For a decent amount of time, anyone could call their whiskey bourbon, but a series of laws began to specify the meaning of the term. In 1897, the Secretary of Treasury, John Carslile, teamed up with Col. Edmund H. Taylor to sponsor the Bottled in Bond Act, which defined Bottled in Bond whiskeys as being "at proof" (100 proof, or 50% alcohol), and contained only distilled grains, distilled during one season (there are really only two distilling seasons a year) at a single location. Previously, unscrupulous distillers would add neutral grain spirits, colouring, mix young whiskey with old, and add all sorts of non-whiskey elements (sugar, turpentine, other gross stuff) to give it bite and touch it up. Bottled in Bond was a sign of quality, a measure of safety, and a great marketing tool. 

Then, in 1964, Congress passed a resolution declaring Bourbon to be the official spirit of the United States and a "distinctive product" of the United States, much like how Scotch whisky is made only in Scotland, Irish Whiskey is made only in Ireland, Canadian in Canada, and so on. Most of the international community has recognized this in some way or another, though not all the same rules and regulations are enforced.
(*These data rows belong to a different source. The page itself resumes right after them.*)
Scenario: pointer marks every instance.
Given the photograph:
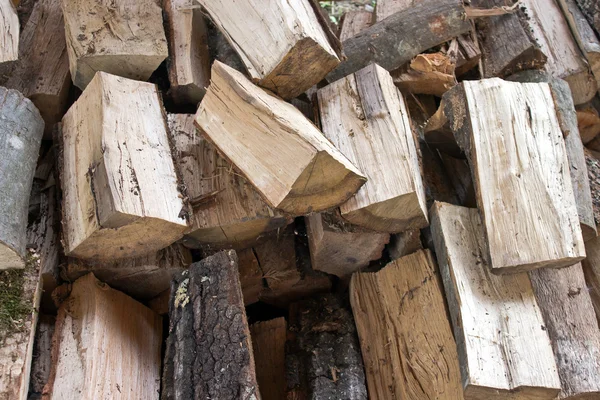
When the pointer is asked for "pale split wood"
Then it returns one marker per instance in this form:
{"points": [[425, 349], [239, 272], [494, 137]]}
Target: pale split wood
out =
{"points": [[227, 210], [105, 345], [284, 46], [124, 38], [280, 152], [503, 344], [366, 118], [120, 188], [404, 331]]}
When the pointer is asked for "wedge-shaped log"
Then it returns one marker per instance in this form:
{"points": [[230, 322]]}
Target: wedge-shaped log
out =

Back in December of 1969, the United States Federal Government passed a law defining how spirits are delineated. Basically, bourbon must be made in the United States, must be aged in new wood barrels, must be a grain mix in the initial "mash" with at least 51% of the grains being corn, and it has some restrictions on the proof of the whiskey (distill it to too high a proof initially, and you end up with a flavorless neutral grain spirit, like most vodkas). So, there's nothing saying bourbon must be made in Bourbon County, or even Kentucky specifically. Funnily enough, it also means that Jack Daniels is technically a bourbon, though they prefer to use their own clever sub-definition of Tennessee Whiskey). LDI, a mysterious distillery in Indiana, produces a ton of bourbon which is bottled and sold by various other companies (see my previous post on Jefferson's Bourbon for more provenance discussion). 

In fact, there are no distilleries in Bourbon County; there haven't been any in years -- if you want to visit one, you're much better off going to Nelson, Bullit, Jefferson, Frankfort, Anderson, or Woodford County. And I've had a few bourbons made in various other places -- most notably a young-but-promising prototype from Garrison Brothers in Texas, and the overpriced but interesting Hudson Baby Bourbon from New York.